Origen nutzt das gebaute Erbe von Riom nicht nur als Theaterkulisse, das Kulturfestival füllt viele Gebäude im Dorf auf verschiedenste Arten mit neuem Leben: Einige Mitarbeitende wohnen ganzjährig im Bergdorf. Während der Spielzeiten kommen 40 Praktikanten und Künstlerinnen dazu. Das moderne, stillgelegte Schulhaus am oberen Dorfrand dient als Probelokal und Produktionsbüro, das Haus Frisch am Dorfplatz wird im Sommer als einfaches Hotel genutzt – und in einem leeren Grossstall wurden Werkstätten für die Produktion der aufwändigen Kostüme eingerichtet. Das zentral gelegene Schul- und Gemeindehaus aus em 19. Jahrhundert soll zum Festivalzentrum werden.

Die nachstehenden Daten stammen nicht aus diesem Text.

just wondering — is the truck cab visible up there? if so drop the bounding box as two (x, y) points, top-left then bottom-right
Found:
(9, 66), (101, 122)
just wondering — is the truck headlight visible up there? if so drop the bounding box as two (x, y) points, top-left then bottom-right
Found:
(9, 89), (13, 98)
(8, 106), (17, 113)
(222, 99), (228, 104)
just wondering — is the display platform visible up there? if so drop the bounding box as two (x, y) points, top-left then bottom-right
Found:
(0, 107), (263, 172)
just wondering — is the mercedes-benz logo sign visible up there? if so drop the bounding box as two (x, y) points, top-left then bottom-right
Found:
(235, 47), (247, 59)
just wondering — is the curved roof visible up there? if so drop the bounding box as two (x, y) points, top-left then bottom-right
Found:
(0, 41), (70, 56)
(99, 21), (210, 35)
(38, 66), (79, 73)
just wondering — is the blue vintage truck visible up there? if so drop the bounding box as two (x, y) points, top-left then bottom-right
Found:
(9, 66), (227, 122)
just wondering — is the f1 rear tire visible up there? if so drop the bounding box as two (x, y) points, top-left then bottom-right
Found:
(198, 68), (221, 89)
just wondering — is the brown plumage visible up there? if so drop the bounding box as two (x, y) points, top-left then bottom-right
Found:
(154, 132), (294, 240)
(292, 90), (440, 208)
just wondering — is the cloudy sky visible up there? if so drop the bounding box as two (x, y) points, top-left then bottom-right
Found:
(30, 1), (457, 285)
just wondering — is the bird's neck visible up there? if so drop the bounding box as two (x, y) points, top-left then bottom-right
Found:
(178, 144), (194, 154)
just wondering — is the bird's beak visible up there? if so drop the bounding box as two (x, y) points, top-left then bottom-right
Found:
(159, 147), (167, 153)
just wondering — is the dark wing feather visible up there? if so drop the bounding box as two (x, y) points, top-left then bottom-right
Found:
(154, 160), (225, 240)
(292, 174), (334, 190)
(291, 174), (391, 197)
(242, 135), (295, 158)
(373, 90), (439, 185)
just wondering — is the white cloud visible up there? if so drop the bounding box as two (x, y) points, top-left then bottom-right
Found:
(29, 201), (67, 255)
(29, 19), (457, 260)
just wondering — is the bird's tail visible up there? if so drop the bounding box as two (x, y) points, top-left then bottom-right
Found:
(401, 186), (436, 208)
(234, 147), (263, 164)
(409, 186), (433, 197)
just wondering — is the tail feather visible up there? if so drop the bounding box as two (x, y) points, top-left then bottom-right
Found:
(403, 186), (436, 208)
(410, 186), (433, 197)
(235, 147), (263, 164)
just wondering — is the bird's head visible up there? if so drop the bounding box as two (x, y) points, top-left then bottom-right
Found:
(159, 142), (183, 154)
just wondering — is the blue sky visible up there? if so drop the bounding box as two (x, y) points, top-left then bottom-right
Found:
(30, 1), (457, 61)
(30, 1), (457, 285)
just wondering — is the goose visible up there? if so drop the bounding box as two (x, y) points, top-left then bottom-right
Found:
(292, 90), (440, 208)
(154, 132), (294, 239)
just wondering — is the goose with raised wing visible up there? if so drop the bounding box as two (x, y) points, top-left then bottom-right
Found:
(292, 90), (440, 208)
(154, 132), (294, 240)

Dem Dorf langfristig eine Perspektive geben
Marco Guetg im Gespräch mit Giovanni Netzer
Heimatschutz 1/2018
«Gebäude, die Freiräume für die eigene Phantasie eröffnen»

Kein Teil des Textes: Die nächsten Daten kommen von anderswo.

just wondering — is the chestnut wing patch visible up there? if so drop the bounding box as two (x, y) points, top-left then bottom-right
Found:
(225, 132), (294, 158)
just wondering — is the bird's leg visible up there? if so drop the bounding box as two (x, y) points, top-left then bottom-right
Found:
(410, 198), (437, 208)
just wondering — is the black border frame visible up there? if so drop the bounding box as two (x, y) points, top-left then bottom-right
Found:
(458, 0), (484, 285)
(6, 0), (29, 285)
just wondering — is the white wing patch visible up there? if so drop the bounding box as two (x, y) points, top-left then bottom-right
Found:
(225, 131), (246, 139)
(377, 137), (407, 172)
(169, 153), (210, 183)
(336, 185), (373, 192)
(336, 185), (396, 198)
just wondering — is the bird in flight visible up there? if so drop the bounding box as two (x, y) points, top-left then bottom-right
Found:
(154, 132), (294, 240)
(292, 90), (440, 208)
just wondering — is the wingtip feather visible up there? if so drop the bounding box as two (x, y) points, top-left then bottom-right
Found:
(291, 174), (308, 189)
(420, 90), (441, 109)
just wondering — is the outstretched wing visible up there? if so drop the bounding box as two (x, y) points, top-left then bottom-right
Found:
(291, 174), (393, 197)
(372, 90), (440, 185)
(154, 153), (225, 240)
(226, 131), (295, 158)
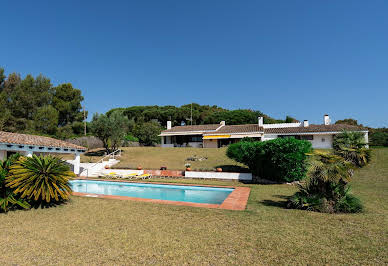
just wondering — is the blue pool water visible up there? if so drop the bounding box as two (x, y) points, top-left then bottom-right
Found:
(70, 180), (234, 204)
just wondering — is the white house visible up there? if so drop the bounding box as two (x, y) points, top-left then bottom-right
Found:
(160, 114), (368, 149)
(0, 131), (86, 174)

Stephanie Ehrsam im Gespräch mit Giovanni Netzer
Kunst + Architektur 2/2018
«Am Anfang war das Heimweh». Giovanni Netzer zeigt, wie Kulturerbe künstlerisch und wirtschaftlich inspirieren kann
NIKE-Bulletin 2/2021
Ausgehend vom eigenen kulturellen Erbe ist es Origen gelungen, eine Ausstrahlung weit über das eigene Tal hinaus zu entwickeln. Was im Surses produziert wird, findet seinen Widerhall im ganzen Kanton, in der Schweiz und über die Landesgrenzen hinaus. In wenig mehr als zehn Jahren hat Origen in der Region starke Impulse gesetzt und aufgezeigt, dass sich aus der ernsthaften Auseinandersetzung mit dem lokal vorhandenen Kulturerbe neue Chancen ergeben; dies gilt nicht nur für das Theaterschaffen, sondern ebenso für den Umgang mit der bestehenden Bausubstanz. In Riom ist Origen zum Motor für eine eigentliche Dorferneuerung geworden. Mit der Wakkerpreis-Vergabe 2018 anerkannte der Schweizer Heimatschutz dieses aussergewöhnliche Engagement, das modellhaft deutlich macht, welche wirtschaftlichen Potenziale jenseits des Massentourismus im Berggebiet auf ihre Aktivierung warten.